1. Why do cookies need to be tamper-proof

An important reason for Cookie tamper-proof is that the Cookie stores Session ticket-sessionID and some user information to determine the Session information of the current logged-in user. When an HTTP request is made, the HTTP request header contains a Cookie that contains the SessionID. The back-end service obtains the current session information according to the SessionID. If the session information exists, it indicates that the requested user is logged in. The server returns the requested data to the browser according to the user’s permission.

Because cookies are stored on the client side, users can modify them at will. Therefore, there are certain security risks.

Second, the example

Username is intended to explain this concept in a very simple way, and no real project would do that, you know.

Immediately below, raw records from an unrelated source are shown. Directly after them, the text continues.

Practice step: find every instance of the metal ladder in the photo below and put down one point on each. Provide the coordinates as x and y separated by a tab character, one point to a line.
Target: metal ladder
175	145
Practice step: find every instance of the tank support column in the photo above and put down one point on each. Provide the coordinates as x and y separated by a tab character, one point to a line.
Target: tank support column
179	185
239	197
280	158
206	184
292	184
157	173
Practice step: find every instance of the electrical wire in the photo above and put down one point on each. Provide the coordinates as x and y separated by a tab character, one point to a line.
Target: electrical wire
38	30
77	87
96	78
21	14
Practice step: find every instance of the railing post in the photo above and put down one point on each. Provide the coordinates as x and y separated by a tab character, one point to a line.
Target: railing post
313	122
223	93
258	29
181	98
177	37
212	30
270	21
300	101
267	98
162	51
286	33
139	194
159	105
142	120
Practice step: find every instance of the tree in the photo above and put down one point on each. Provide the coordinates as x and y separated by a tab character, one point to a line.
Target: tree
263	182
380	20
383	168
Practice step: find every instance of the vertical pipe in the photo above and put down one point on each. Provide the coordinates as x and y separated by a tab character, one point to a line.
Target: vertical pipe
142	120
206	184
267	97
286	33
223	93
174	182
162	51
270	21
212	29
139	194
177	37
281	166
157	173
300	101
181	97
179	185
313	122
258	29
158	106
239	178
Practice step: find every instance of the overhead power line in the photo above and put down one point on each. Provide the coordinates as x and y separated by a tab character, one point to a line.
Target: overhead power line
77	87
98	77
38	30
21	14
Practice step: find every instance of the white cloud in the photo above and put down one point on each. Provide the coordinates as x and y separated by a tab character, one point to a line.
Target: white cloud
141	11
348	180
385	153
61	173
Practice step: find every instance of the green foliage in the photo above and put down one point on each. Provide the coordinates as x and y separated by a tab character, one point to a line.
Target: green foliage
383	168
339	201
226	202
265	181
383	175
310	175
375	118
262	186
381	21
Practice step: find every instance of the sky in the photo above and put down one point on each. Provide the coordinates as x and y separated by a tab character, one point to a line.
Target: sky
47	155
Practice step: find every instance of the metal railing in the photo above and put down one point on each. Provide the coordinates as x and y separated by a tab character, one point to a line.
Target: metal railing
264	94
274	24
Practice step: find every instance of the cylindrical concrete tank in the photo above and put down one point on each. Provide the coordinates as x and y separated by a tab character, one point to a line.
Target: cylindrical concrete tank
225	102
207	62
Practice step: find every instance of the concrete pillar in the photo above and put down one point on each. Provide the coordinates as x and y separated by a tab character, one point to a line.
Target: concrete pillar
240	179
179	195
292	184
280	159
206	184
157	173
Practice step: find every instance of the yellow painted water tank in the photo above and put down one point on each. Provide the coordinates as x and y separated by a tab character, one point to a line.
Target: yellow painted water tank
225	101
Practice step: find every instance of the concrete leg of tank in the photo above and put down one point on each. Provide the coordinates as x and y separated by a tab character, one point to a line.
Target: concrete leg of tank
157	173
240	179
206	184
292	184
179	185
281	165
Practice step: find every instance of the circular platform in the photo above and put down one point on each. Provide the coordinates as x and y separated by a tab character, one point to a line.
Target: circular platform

  1. The userwallEnter the user name and password on the browser and send a POST request to the back-end server. The backend server validates, returns Response, andSet-Cookieforsessionid=***; username=wall;.
  2. After receiving the HTTP response, the browser detects thatSet-CookieTo local memory or hard disk.
  3. The browser sends a request again with Cookie informationsessionid=***; username=wall;Request to modify your profile picture information.
  4. Server according tosessionidVerify that the current user is logged in according tousername, search for the corresponding data in the database, and modify the profile picture information.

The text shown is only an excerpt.